Friday, August 27, 2010

Tavo 5632 First Ma'amar

The first Tanchuma in this week's parsha explains the pasuk, “הַיּוֹם הַזֶּה ה' אֱ-לֹהֶיךָ מְצַוְּךָ לַעֲשׂוֹת אֶת־הַחֻקִּים .../This day God, your Lord commands you to do these laws …” (Devarim 26:16)  This pasuk is written in the present tense in order to teach us to view the laws of the Torah as if they were given to us now in the present.  God wants us to relate to the Torah with the excitement of novelty.

The Sfas Emes learns from this Midrash that there is no novelty in the physical world.  All newness comes from outside the physical world as we pray each day that God, "מחדש בטובו בכל יום תמיד מעשה בראשית/in His goodness, renews the workings of the Creation continuously each day."  Being aware of renewal in the world is a way of becoming aware of God.  We can become aware of novelty by always harking back to the beginning of things.  It is at the beginning that novelty is most acutely perceived.

The Torah contains many examples encouraging us to remember beginnings.  The mitzvah of Bikurim, mentioned at the beginning of this week's parsha is one example.  We are enjoined to bring the first fruit of our fields to the Beis HaMikdash.

Another example is prayer.  In fact, the Midrash quoted above teaches us that there is a close connection between Bikurim and prayer.  The Midrash relates that Moshe Rabbeinu foresaw a time when there would be no Beis HaMikdash and we would not be able to observe the mitzvah of Bikurim.  To compensate, he instituted daily prayers.  What is the connection between Bikurim and the daily prayers?  How do daily prayers compensate for the mitzvah of Bikurim?

The Chiddushei HaRim explains that the fundamental aspect of the mitzvah of Bikurim is that we dedicate our first produce to God.  As well, when we pray in the morning, we dedicate our first activity of the day to God.

The mitzvah of remembering the Exodus is another example of remembering beginnings.  We are required to remember the Exodus each and every day.  In fact, when we declaim upon bringing our first fruit to the Beis HaMikdash, that God brought us to the land of Israel, we preface with a summary of the story of our sojourn in Egypt and salvation.  Remembering the beginning of our nationhood strengthens our connection with God who gives us existence on a continuous basis.
Chazal[1] teach us that as a way of preventing sin, we should remember our humble physical beginnings.

Another reason that we remember the Exodus daily is in order to remind us of our own personal salvations.  The Sfas Emes teaches that not only did we, as a nation, experience a national Yetzi'as Mitzrayim/Exodus from Egypt, each of us individually can and may have experienced a personal salvation.  The word for Egyptמצרים – in Hebrew has the same root as the word for narrow straits – מצרים.  When we are experiencing a crisis we may feel like we are inside a strait.  We may feel that our options are limited.  But then, God opens up new opportunities for us.  Suddenly, we have more options.  We are able to overcome the crisis.  We have experienced a personal Exodus.  Remembering personal Exoduses connects us to God.

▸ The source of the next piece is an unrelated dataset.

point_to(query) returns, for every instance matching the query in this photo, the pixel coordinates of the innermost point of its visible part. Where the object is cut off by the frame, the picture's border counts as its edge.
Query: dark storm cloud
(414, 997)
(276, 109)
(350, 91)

The basis for these examples is the concept that all novelty, all renewal comes from outside the physical world.  Elsewhere the Sfas Emes learns this concept from a pasuk in Koheles, "אין כל חדש תחת השמש/There is nothing new under the sun."  The implication is that above the sun, outside the physical world, there is renewal.  All renewal comes from God and everything is being renewed constantly.  We acknowledge this, internalize it and can experience God, by remembering beginnings.